The manufactured housing industry is launching a drive to kill a bill that’d let Iowa cities pass ordinances that require storm shelters at mobile home parks. Lori Morrissey is with Story County Management, and says she says people get afraid during storms. "Being an emergency manager and when I used to work with the sheriff’s department from residents saying, ‘Where do I go? There’s a tornado warning right now and I have no where to go,’" Morrissey says.

Morrissey says a mobile home just isn’t a safe place to be in a tornado. Of the 3,000 people in Story County who live in a mobile home, Morrissey estimates a "small, small fraction" live near a decent storm shelter. "A lot of ’em just end up, you know, in the bathtub of their manufactured home," she says.

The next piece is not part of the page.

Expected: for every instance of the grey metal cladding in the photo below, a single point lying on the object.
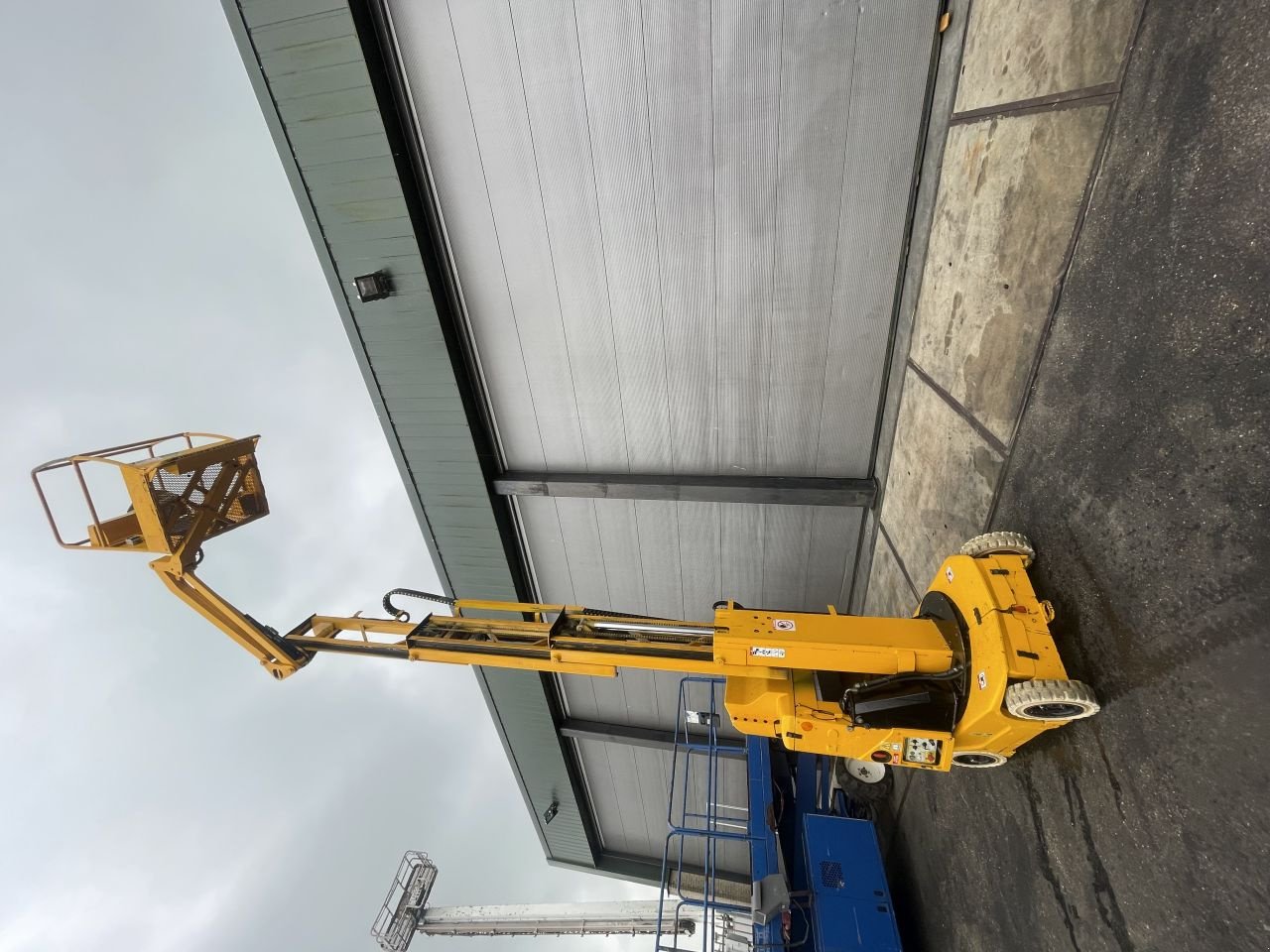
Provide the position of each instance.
(893, 55)
(677, 225)
(307, 66)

Joe Kelly, a lobbyist for the manufactured housing industry, says legislators are "picking" on the owners of mobile home parks. "Just to pick on us and say ‘This industry, you know, should have it. We’re not worried about nursing homes without basements. We’re not worried about houses on (concrete) slabs. We’re not worried about apartments without basements. We’re not worried about workplaces that are inadequate,’" Kelly says. "It’s a big problem, but I just don’t think we’re the totality of it."

Kelly says he doesn’t want to leave the impression death by tornado is anything but tragic. However, Kelly says there aren’t enough storm-related deaths in Iowa to justify the expense of building storm shelters for mobile home parks.

"You look at the risk/reward situation," Kelly says. "Charles City, 1968. I don’t know how many people died in tornadoes there. (Charles City) went almost 40 years without (another tornado-related) death my research shows." Under current Iowa law, county officials are allowed to require tornado shelters. Safety advocates want that authority extended to city officials.